My CCC wilderness journey is a memory I will hold close to my heart for a long time. I am oddly fond of each section of our trip, from the grimy details of how much dirty foot water I wrung out from my socks each evening, to the surreal expanse of mist and sunshine in the valley far below our goat trail. The hardships were made not only bearable but a cherished badge of honour because it was shared with such a resilient and wonderful group.

As the brutal cold assault continued the snack crazy began. We had a full bartering system going on. We started to see the cliffs and towering crags as a glorious bakery. There were varieties from layered chiffon mountain cake to Mt. Galatea, a lightly dusted back forest gateau. I am certain that, as we scaled the sides of those rocky “gateau” and traversed the hefty layers of icing, we pushed through many personal challenges and finally solidified as a team.

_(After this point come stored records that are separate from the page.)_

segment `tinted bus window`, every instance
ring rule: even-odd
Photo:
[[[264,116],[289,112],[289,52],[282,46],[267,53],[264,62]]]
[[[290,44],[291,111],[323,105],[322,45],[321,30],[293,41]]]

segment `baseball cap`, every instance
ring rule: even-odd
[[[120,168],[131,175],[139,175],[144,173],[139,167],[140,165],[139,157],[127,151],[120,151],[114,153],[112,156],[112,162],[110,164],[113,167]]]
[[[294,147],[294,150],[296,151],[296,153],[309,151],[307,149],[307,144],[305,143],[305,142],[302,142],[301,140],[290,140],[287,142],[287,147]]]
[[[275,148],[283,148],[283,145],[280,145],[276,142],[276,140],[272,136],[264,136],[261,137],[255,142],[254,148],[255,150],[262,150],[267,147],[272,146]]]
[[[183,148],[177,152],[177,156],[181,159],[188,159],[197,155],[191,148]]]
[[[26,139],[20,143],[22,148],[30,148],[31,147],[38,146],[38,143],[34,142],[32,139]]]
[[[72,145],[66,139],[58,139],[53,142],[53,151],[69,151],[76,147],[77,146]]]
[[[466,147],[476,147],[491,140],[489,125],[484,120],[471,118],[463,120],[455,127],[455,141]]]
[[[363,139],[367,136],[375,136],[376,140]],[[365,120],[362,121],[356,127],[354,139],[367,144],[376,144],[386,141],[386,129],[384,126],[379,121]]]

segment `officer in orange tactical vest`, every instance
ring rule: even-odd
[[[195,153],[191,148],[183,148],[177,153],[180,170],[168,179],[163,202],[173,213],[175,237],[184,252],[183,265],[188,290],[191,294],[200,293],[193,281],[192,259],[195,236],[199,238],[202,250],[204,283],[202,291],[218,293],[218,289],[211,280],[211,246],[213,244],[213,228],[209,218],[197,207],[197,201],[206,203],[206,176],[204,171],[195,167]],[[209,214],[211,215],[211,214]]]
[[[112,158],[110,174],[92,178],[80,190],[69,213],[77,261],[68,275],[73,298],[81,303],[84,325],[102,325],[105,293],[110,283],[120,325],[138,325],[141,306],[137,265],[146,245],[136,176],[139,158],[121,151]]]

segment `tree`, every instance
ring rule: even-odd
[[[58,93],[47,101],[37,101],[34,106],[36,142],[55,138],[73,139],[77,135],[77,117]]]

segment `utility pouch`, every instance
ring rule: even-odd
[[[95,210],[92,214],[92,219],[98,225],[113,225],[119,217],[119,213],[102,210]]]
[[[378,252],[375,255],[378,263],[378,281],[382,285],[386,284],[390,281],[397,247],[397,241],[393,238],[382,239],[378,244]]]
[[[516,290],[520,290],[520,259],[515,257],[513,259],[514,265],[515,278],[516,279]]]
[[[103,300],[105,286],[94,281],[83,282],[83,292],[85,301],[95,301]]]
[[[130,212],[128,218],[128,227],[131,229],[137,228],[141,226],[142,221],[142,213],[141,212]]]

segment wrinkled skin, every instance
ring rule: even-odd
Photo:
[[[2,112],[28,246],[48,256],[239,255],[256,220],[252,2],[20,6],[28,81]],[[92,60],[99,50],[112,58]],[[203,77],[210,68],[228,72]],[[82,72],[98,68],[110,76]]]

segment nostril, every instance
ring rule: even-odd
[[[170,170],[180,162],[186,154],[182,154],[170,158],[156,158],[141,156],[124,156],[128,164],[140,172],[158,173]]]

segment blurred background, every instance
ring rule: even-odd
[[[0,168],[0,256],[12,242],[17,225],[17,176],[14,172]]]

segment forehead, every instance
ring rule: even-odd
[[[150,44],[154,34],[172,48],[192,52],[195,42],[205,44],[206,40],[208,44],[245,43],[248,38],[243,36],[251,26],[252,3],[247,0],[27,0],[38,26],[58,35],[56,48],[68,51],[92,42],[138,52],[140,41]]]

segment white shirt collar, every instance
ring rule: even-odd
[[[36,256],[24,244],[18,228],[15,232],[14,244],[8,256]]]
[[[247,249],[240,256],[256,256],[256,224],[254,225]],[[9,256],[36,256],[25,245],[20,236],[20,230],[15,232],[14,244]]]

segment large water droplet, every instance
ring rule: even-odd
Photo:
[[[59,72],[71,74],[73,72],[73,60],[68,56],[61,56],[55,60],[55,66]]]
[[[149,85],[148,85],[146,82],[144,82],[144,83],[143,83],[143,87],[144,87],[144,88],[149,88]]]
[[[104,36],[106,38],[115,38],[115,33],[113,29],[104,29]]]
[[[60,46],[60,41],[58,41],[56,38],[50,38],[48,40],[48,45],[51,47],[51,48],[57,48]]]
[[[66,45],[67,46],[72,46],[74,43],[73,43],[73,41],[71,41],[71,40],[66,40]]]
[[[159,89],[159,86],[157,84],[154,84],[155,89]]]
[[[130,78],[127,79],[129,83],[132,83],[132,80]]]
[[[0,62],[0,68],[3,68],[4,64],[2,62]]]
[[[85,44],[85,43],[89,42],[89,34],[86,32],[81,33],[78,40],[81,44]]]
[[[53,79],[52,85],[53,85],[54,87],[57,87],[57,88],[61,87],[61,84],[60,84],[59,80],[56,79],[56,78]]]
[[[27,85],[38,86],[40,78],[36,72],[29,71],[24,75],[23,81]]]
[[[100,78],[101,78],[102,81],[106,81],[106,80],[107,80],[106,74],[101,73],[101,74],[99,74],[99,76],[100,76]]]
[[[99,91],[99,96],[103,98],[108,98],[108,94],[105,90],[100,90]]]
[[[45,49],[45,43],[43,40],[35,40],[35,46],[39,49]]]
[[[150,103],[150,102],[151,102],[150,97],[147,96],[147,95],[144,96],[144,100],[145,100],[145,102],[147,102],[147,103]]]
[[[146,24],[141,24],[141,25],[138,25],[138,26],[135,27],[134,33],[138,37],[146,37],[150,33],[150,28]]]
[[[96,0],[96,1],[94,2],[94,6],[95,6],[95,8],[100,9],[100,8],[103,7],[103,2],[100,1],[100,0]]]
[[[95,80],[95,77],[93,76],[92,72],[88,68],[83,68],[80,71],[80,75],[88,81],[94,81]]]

The second to last day will always stick in my mind, a testament to the groups’ fortitude, our guide’s wisdom/trust and the hardships and rewards that being in nature can give us. It was on this day that we broke trail through knee deep snow until the light began to fade (remember it was mid-September and 28 degrees in Montreal). What was supposed to be a moderate two-hour hike turned into a full day affair, but ah, the reward! As we trudged into the clearing there was a break in the clouds, enough to see the setting sun nestled in the far pass above the lake. I’m sure all of us relaxed just a little bit at the sight, even with our wet feet and broken hiking poles. The small valley of Lost Lake was the perfect place to do our solos and spend the last day building forts and looking at bear tracks.

That day I hiked up to the far pass with Madeleine (one of our guides) and we just sat and stared at the giants around us. The Kananaskis Mountains are a class unto themselves, they are wide, wide and tall enough to convey the expansiveness of history and time on their surface. We are insignificant blips of life to the bedrock of nature yet we have the potential to cause so much change. A sobering thought. It was comforting to be able to let go of city life and to know that nature provides solace even after the storms of yesterday.

There are no regrets to the trails we walked. I feel like our group was forged in snow and rain. We not only persevered but prospered during and from the experience. Much like our hike, the fight to preserve these spaces is not easy but I feel that it is worth it, for many, many reasons.

The opinions expressed are those of the participant and do not necessarily reflect the views of the Canadian Wildlife Federation.